Granted, a large part of why the shutters are so bad is because, as mentioned, they are practically the only way that either team pushes at the moment. Ashville's door, while complained about, is often given a pass because it's rarely used. Solving the verticality problem could alleviate the problematicity (maybe a word) of the shutters.
Not to be strictly constructive, though! For what was a spur-of-the-moment creation upon discovering the hydro guard rail in the prop library, no map I've made (or at least released publically) has been as good as this. Sniper sightlines are less of a problem than I thought they would be, likely because shooting down or up is difficult for him to do. Every class, it seems, can be effective, though Engi does struggle building anywhere except house. The small size of the map does work to something resembling a benefit too.

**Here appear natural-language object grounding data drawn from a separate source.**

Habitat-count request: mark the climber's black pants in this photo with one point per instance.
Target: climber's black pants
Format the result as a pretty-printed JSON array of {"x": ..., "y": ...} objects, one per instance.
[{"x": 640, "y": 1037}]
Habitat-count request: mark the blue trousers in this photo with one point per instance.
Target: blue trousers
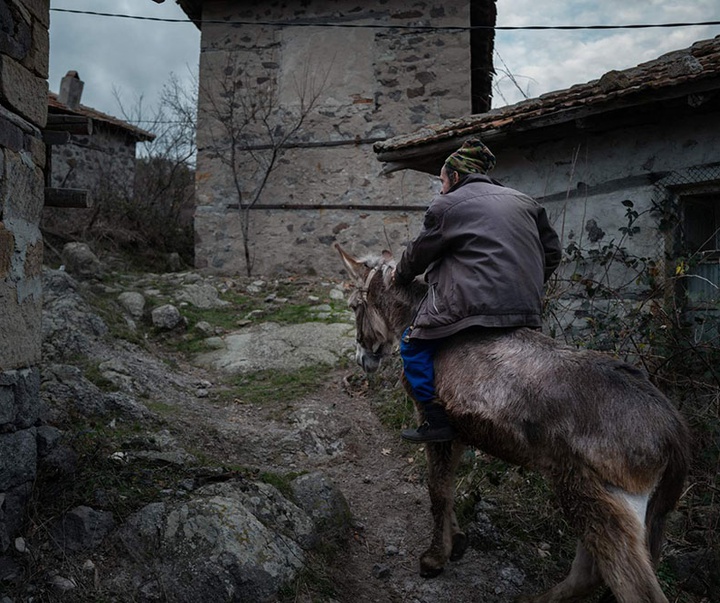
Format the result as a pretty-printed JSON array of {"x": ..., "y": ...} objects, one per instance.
[{"x": 418, "y": 356}]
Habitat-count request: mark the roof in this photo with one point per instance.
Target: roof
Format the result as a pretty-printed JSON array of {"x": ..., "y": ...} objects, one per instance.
[
  {"x": 682, "y": 74},
  {"x": 55, "y": 106},
  {"x": 193, "y": 9}
]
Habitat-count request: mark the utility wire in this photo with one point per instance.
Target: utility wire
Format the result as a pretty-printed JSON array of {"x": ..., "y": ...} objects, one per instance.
[{"x": 413, "y": 27}]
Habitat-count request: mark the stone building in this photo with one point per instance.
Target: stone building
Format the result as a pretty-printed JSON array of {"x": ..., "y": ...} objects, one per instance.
[
  {"x": 628, "y": 167},
  {"x": 24, "y": 43},
  {"x": 99, "y": 156},
  {"x": 356, "y": 73}
]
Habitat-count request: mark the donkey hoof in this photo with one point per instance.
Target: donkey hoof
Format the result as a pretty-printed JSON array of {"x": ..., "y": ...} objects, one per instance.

Much like Databank, (probably my favourite KotH map atm) the spawn is just the right distance from the point where having a teleporter is good but not neccesary. The map's open skybox and variance in terrain has gotten tons of positive feedback from jumping classes, and in my experience rocket jumping around the map whilst testing lighting and logic, it really is fun.
Also I really like the aesthetic I stumbled into with this map. It's fitting, in the style of TF2, and the gameplay-relevant pipelines provide just enough of a narrative about what the mercs are canonically fighting over. I've struggled to decide whether to lean harder on the orange badlands style or the grey alpine style.